Madame Christine Lagarde veio a Sintra explicar aos políticos e ensinar ao povo como é que as coisas devem ser feitas. As coisas económicas, entenda-se. Falou com a autoridade que lhe confere a «ciência económica», quer dizer, um saber que adquiriu um estatuto absolutamente singular no campo das ciências que estudam a vida dos humanos em sociedade. «A Economia é uma ciência de rigor, que se serve de instrumentos estatísticos e complexas fórmulas matemáticas para definir verdades que não admitem contestação». É mais ou menos isto que nos dizem e em que devemos acreditar. Esta verdade ocupa todo o espaço em que assenta a governação, sem deixar margem a discussão: os governantes devem obedecer às regras que os economistas descobriram e nos transmitem como verdade revelada. É este o (ir)racional que leva à exclusão do «saber económico» de qualquer escrutínio democrático e também de qualquer responsabilização quando as coisas correm mal.

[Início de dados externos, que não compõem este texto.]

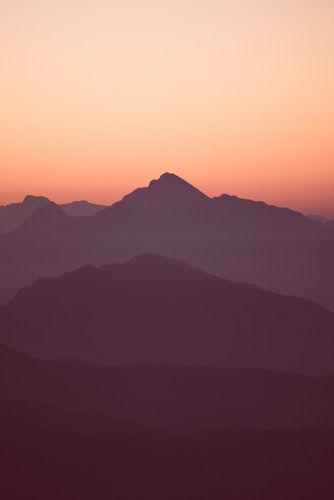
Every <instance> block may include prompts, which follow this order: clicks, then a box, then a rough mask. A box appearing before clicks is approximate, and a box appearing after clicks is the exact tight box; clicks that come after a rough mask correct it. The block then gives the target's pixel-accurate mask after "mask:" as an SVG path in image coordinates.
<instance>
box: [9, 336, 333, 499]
mask: <svg viewBox="0 0 334 500" xmlns="http://www.w3.org/2000/svg"><path fill="white" fill-rule="evenodd" d="M0 370H1V376H0V428H1V432H0V467H1V471H2V480H1V497H2V498H5V499H6V500H19V499H22V498H34V500H44V499H45V498H48V500H58V499H60V498H61V499H62V500H79V499H80V500H85V499H87V500H88V499H89V500H90V499H91V498H99V499H100V500H104V499H105V500H107V499H110V498H122V499H124V500H127V499H128V500H130V499H131V500H132V499H133V498H146V499H148V500H150V499H152V500H153V499H156V498H159V499H161V500H168V499H170V498H176V499H180V500H181V499H182V500H184V499H188V498H189V499H197V500H206V499H207V498H210V499H212V500H216V499H217V500H218V499H221V498H234V499H235V500H255V499H259V500H266V499H267V498H270V499H273V500H306V499H308V500H311V499H313V498H321V500H331V499H332V497H333V492H334V481H333V477H334V469H333V464H334V434H333V430H332V426H333V419H334V399H333V394H334V391H333V385H334V378H333V377H323V378H312V377H305V376H301V375H297V374H292V373H280V372H267V371H263V370H245V369H243V370H227V369H210V368H199V367H188V368H185V367H183V368H181V367H157V366H150V367H110V368H108V367H99V366H94V365H89V364H87V363H78V362H71V361H67V362H64V361H62V362H61V361H58V362H56V361H49V360H45V361H43V360H34V359H31V358H29V357H28V356H26V355H24V354H21V353H19V352H15V351H13V350H11V349H10V348H8V347H6V346H4V345H1V344H0ZM128 416H131V417H132V420H133V423H132V422H130V421H129V420H128V418H127V417H128ZM142 423H145V425H149V426H150V428H149V427H143V426H142V425H140V424H142ZM156 426H158V427H162V428H166V429H167V428H168V429H169V431H168V432H166V431H161V430H159V429H156V428H153V427H156ZM198 428H202V429H203V430H201V431H197V432H195V433H194V432H193V431H194V429H198ZM175 430H177V431H178V433H175ZM180 431H182V434H180ZM240 477H241V478H242V481H240ZM129 479H131V480H129Z"/></svg>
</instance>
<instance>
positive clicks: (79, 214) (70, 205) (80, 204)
mask: <svg viewBox="0 0 334 500" xmlns="http://www.w3.org/2000/svg"><path fill="white" fill-rule="evenodd" d="M60 207H61V209H62V210H63V211H64V212H65V214H66V215H70V216H72V217H88V216H92V215H96V214H97V212H99V211H100V210H103V209H104V208H106V206H105V205H97V204H95V203H90V202H89V201H86V200H80V201H73V202H71V203H65V204H63V205H60Z"/></svg>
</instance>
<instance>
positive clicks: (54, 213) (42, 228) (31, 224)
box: [17, 202, 70, 233]
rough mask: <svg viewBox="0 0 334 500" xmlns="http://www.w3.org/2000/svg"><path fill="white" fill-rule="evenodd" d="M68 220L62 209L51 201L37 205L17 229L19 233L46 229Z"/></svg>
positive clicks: (42, 230)
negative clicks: (35, 207)
mask: <svg viewBox="0 0 334 500" xmlns="http://www.w3.org/2000/svg"><path fill="white" fill-rule="evenodd" d="M69 220H70V217H68V216H67V215H65V214H64V212H63V211H62V209H61V208H60V207H59V206H58V205H56V204H55V203H53V202H49V203H47V204H46V205H43V206H41V207H38V208H37V209H36V210H35V211H34V212H33V213H32V215H30V217H28V219H27V220H26V221H25V222H24V223H23V224H22V226H21V227H20V228H19V229H18V230H17V231H19V232H21V233H29V232H34V233H35V232H40V231H48V230H49V229H50V228H55V227H57V226H62V225H63V224H66V222H67V221H69Z"/></svg>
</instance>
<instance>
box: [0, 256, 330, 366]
mask: <svg viewBox="0 0 334 500" xmlns="http://www.w3.org/2000/svg"><path fill="white" fill-rule="evenodd" d="M0 338H1V340H2V341H3V342H5V343H7V344H8V345H10V346H12V347H14V348H16V349H19V350H22V351H24V352H27V353H29V354H31V355H34V356H37V357H52V358H55V357H60V358H79V359H82V360H87V361H93V362H98V363H107V364H138V363H139V364H147V363H148V364H152V363H153V364H181V365H198V364H200V365H211V366H231V367H241V366H256V367H262V368H269V369H280V370H281V369H282V370H292V371H300V372H304V373H332V372H334V362H333V356H332V353H333V349H334V314H332V313H331V312H329V311H328V310H326V309H324V308H322V307H320V306H317V305H315V304H313V303H311V302H308V301H306V300H304V299H298V298H295V297H289V296H282V295H278V294H275V293H271V292H267V291H264V290H261V289H259V288H257V287H254V286H251V285H243V284H239V283H233V282H230V281H227V280H223V279H221V278H218V277H215V276H212V275H209V274H206V273H204V272H202V271H200V270H199V269H196V268H193V267H191V266H189V265H187V264H184V263H182V262H180V261H176V260H174V259H168V258H165V257H160V256H156V255H151V254H147V255H142V256H138V257H136V258H133V259H132V260H130V261H129V262H126V263H124V264H113V265H110V266H105V267H102V268H98V269H95V268H93V267H91V266H88V267H84V268H80V269H78V270H76V271H74V272H71V273H68V274H65V275H63V276H61V277H60V278H59V279H55V278H51V279H42V280H39V281H37V282H36V283H35V284H34V285H32V286H31V287H28V288H25V289H23V290H21V291H20V292H19V293H18V295H17V296H16V297H15V298H14V299H13V300H12V301H11V302H10V303H9V304H8V305H7V306H6V307H4V308H3V309H2V311H0Z"/></svg>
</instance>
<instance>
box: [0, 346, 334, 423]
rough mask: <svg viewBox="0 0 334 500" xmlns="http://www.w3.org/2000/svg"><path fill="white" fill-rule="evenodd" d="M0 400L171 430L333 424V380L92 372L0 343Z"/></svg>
mask: <svg viewBox="0 0 334 500" xmlns="http://www.w3.org/2000/svg"><path fill="white" fill-rule="evenodd" d="M0 366H1V368H0V370H1V377H0V402H1V401H3V402H4V403H5V402H7V401H9V400H12V401H28V402H29V401H30V402H31V403H33V402H39V403H41V404H45V405H48V406H52V407H57V408H61V409H63V410H65V411H75V412H86V413H89V414H97V413H98V414H100V415H101V414H102V415H106V416H109V417H112V418H113V419H115V420H120V421H131V422H135V423H137V424H138V425H142V426H145V427H150V428H160V429H164V430H168V431H182V432H190V431H199V430H204V429H217V428H221V427H247V428H255V429H275V428H276V429H278V428H281V429H288V428H290V429H293V428H296V427H317V426H327V427H328V426H329V427H331V426H333V425H334V377H333V376H330V377H316V378H313V377H309V376H304V375H299V374H295V373H287V372H274V371H267V370H260V369H247V368H241V369H227V368H209V367H196V366H191V367H181V366H157V365H151V366H131V367H130V366H114V367H107V366H97V365H92V364H88V363H79V362H77V361H72V360H69V361H59V360H58V361H51V360H37V359H32V358H29V357H28V356H26V355H24V354H22V353H19V352H16V351H13V350H12V349H9V348H7V347H6V346H4V345H0Z"/></svg>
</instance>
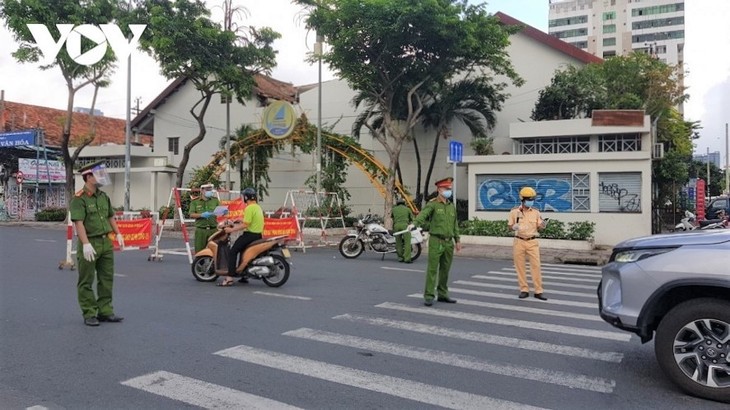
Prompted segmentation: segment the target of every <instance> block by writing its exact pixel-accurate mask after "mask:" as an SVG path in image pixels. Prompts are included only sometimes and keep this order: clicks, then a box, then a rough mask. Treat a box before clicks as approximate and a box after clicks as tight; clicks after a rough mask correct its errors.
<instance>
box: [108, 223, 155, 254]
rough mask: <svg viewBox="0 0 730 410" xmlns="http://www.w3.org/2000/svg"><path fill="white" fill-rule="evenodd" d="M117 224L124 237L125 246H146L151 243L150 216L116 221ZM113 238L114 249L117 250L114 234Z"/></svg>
mask: <svg viewBox="0 0 730 410" xmlns="http://www.w3.org/2000/svg"><path fill="white" fill-rule="evenodd" d="M117 226H118V227H119V232H121V234H122V236H123V237H124V247H125V248H128V247H138V248H147V247H149V246H150V244H151V243H152V218H143V219H132V220H126V221H117ZM112 235H113V234H112ZM113 240H114V249H116V250H118V249H119V243H118V242H117V239H116V236H115V237H114V239H113Z"/></svg>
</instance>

A economia neoliberal vive de epifanias, verdades que desceram sobre os seus mentores e arquitetos e se tornaram irrefutáveis. Uma delas diz respeito à autonomia dos bancos centrais relativamente aos poderes públicos democraticamente eleitos. Ao invés de serem um instrumento dos estados na persecução das políticas públicas propostas nos programas eleitorais e aprovadas pelos eleitores, os bancos centrais seguem uma orientação própria, supostamente determinada por um entendimento objetivo, entenda-se não ideológico, das regras económicas. Só que não. Não mesmo! Não apenas porque as decisões dos bancos centrais são sempre ideológicas, mas também porque a exclusão dessas decisões do juízo democrático não garante eficácia, bem pelo contrário. Na verdade, o sucesso dos decisores económicos não se mede na eficácia, mas no grau de desresponsabilização que asseguram quando as coisas correm mal. Basta ver como os erros não diminuem a arrogância dos decisores económicos, estejam eles vinculados ao setor público ou privado. É hoje bastante consensual que as instituições económicas centrais, como o BCE ou o FMI, agiram erradamente quando aplicaram com extremo rigor medidas de elevada austeridade aos países do sul da Europa, como Portugal ou a Grécia. Consequência desse erro para quem errou? Nenhuma consequência. As empresas de rating, também elas orgulhosamente independentes do poder político dos estados, andaram enganadas e a enganar-nos durante décadas acerca da solidez do sistema financeiro, e os seus responsáveis sofreram o quê com esse trágico erro? Nada, pois claro.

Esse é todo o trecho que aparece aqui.